What Are Maintenance Calories?
Your maintenance calories — also called Total Daily Energy Expenditure (TDEE) — are the number of calories you need each day to keep your weight stable. Eat that amount and your weight holds steady; eat more and you gain, eat less and you lose. This calculator estimates maintenance calories from your Basal Metabolic Rate (BMR) and how active you are.
How to Use It
Enter your gender, weight in kilograms, height in centimetres and age. Then pick the activity level that best matches your typical week. The calculator computes your BMR with the Mifflin-St Jeor equation, multiplies it by an activity factor (PAL), and shows your maintenance calories along with suggested targets for losing or gaining weight.
The Formula Explained
First we estimate resting energy use:
$$\text{BMR} = 10 \times \text{weight(kg)} + 6.25 \times \text{height(cm)} - 5 \times \text{age} + s$$ where \(s = +5\) for men and \(s = -161\) for women.
Then maintenance calories $$\text{Maintenance kcal} = \text{BMR} \times \text{PAL}$$ The PAL (Physical Activity Level) factors used are: Sedentary \(1.2\), Lightly active \(1.375\), Moderately active \(1.55\), Very active \(1.725\), Extra active \(1.9\). A daily deficit of about 500 kcal corresponds to roughly 0.5 kg of fat loss per week.
Worked Example
A 30-year-old man weighing 70 kg and 175 cm tall: $$\text{BMR} = 10 \times 70 + 6.25 \times 175 - 5 \times 30 + 5 = 700 + 1093.75 - 150 + 5 = 1648.75 \text{ kcal}$$ If he is lightly active (PAL 1.375), $$\text{maintenance} = 1648.75 \times 1.375 \approx 2267 \text{ kcal/day}$$ To lose weight he might aim for about 1767 kcal/day.
Activity Level (PAL) Factors
Your TDEE is your BMR multiplied by a Physical Activity Level (PAL) factor. Pick the row that best matches both your structured exercise and your everyday movement (job, errands, walking). When in doubt, choose the lower of two adjacent levels — most people overestimate how active they are.
| Activity level | PAL multiplier | Typical weekly pattern |
|---|---|---|
| Sedentary | 1.2 | Desk job, little or no exercise; mostly sitting throughout the day. |
| Lightly active | 1.375 | Light exercise or sport 1–3 days/week, or a job with some standing/walking. |
| Moderately active | 1.55 | Moderate exercise or sport 3–5 days/week. |
| Very active | 1.725 | Hard exercise or sport 6–7 days/week, or a physically demanding job. |
| Extra active | 1.9 | Very hard daily training, a physical job plus training, or twice-daily workouts. |
Key Terms Explained
- TDEE (Total Daily Energy Expenditure)
- The total calories you burn in a day, equal to BMR + TEF + EAT + NEAT. Also called maintenance calories.
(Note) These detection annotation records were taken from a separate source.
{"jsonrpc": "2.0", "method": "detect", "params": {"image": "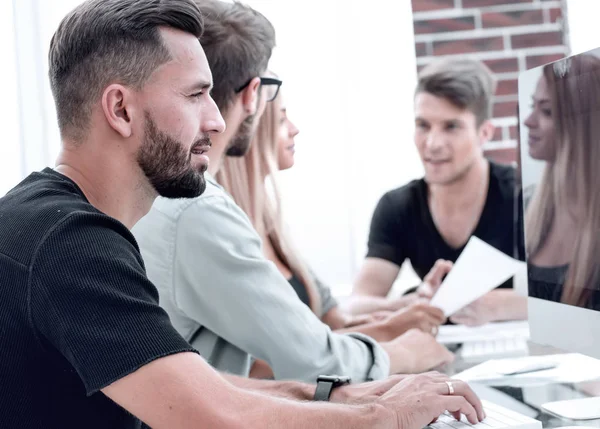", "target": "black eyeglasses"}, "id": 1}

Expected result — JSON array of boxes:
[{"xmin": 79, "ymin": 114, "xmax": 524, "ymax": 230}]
[{"xmin": 235, "ymin": 77, "xmax": 283, "ymax": 101}]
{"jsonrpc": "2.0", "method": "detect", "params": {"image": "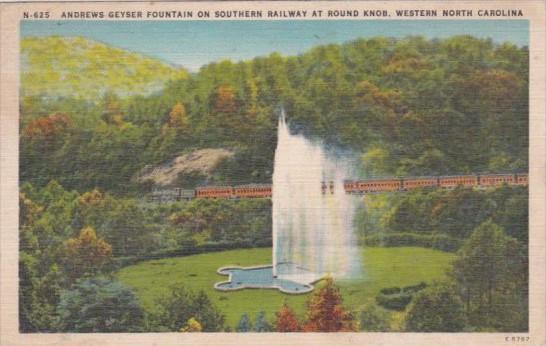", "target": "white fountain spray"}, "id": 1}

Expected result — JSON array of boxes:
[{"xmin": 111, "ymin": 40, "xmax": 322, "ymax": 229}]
[{"xmin": 273, "ymin": 109, "xmax": 361, "ymax": 283}]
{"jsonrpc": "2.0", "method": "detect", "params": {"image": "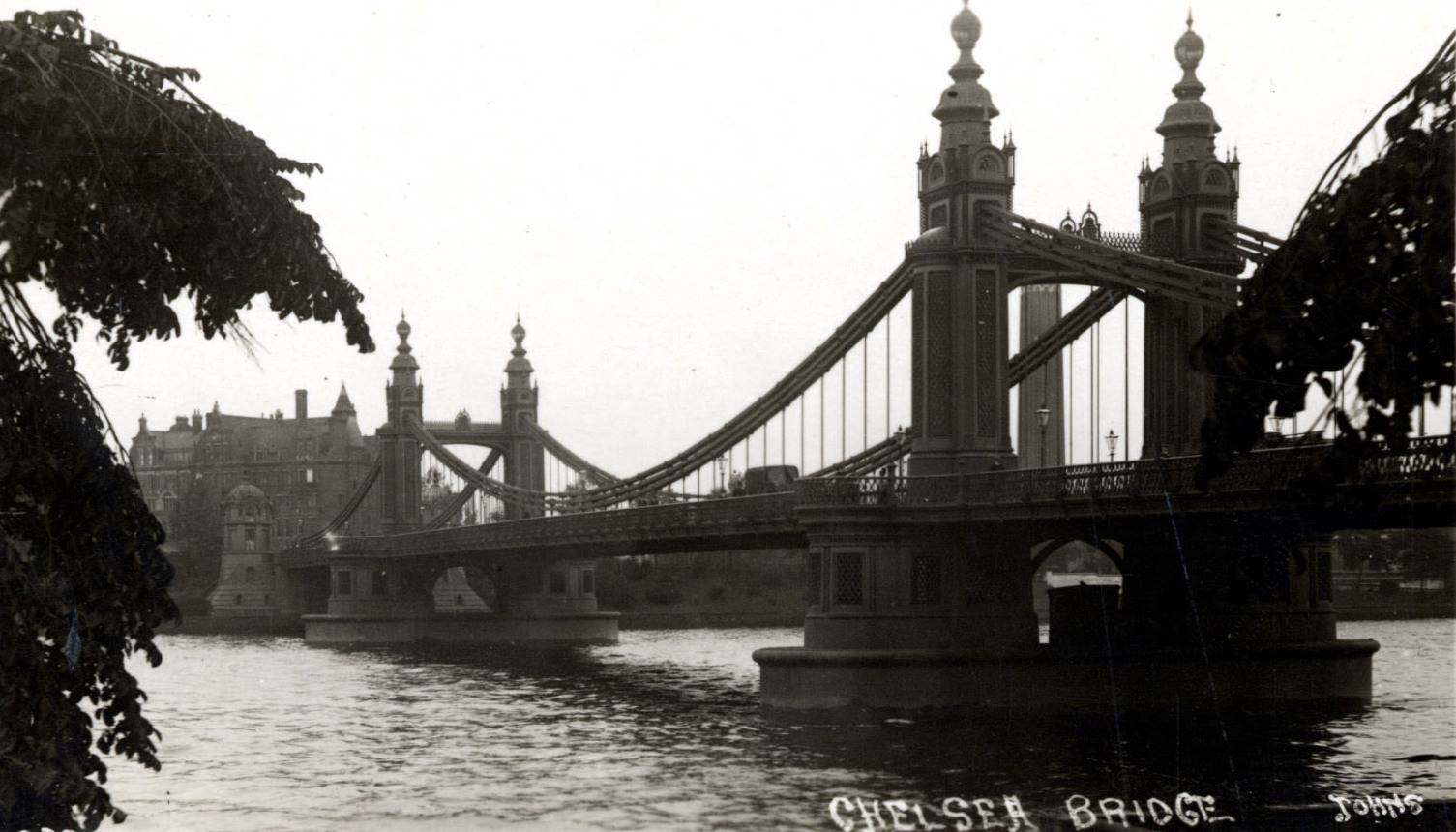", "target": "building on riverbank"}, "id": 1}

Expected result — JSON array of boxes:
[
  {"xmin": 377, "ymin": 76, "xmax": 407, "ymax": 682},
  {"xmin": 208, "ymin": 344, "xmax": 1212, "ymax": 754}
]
[{"xmin": 130, "ymin": 388, "xmax": 378, "ymax": 615}]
- BMR (Basal Metabolic Rate)
- The calories your body uses at complete rest to sustain basic functions like breathing, circulation and cell repair.
- PAL (Physical Activity Level)
- A multiplier (1.2–1.9) applied to BMR to account for movement and exercise, producing your TDEE.
- NEAT (Non-Exercise Activity Thermogenesis)
- Calories burned through everyday non-workout movement — walking, standing, fidgeting and daily tasks.
- TEF (Thermic Effect of Food)
- The energy used to digest, absorb and metabolize the food you eat, usually about 10% of intake.
- Maintenance calories
- The intake at which your body weight stays stable — numerically equal to your TDEE.
- Deficit
- Eating fewer calories than your TDEE, which causes the body to use stored energy and lose weight.
- Surplus
- Eating more calories than your TDEE, which provides extra energy for weight and muscle gain.
FAQ
Is this accurate? It is a solid estimate. Real needs vary with body composition, genetics and NEAT, so adjust based on real-world weight trends over 2-3 weeks.
Which activity level should I pick? Be honest — most people overestimate. If you sit most of the day with a few light workouts, "Lightly active" is usually right.
Why Mifflin-St Jeor? Research shows it predicts resting energy expenditure more accurately for most people than the older Harris-Benedict equation.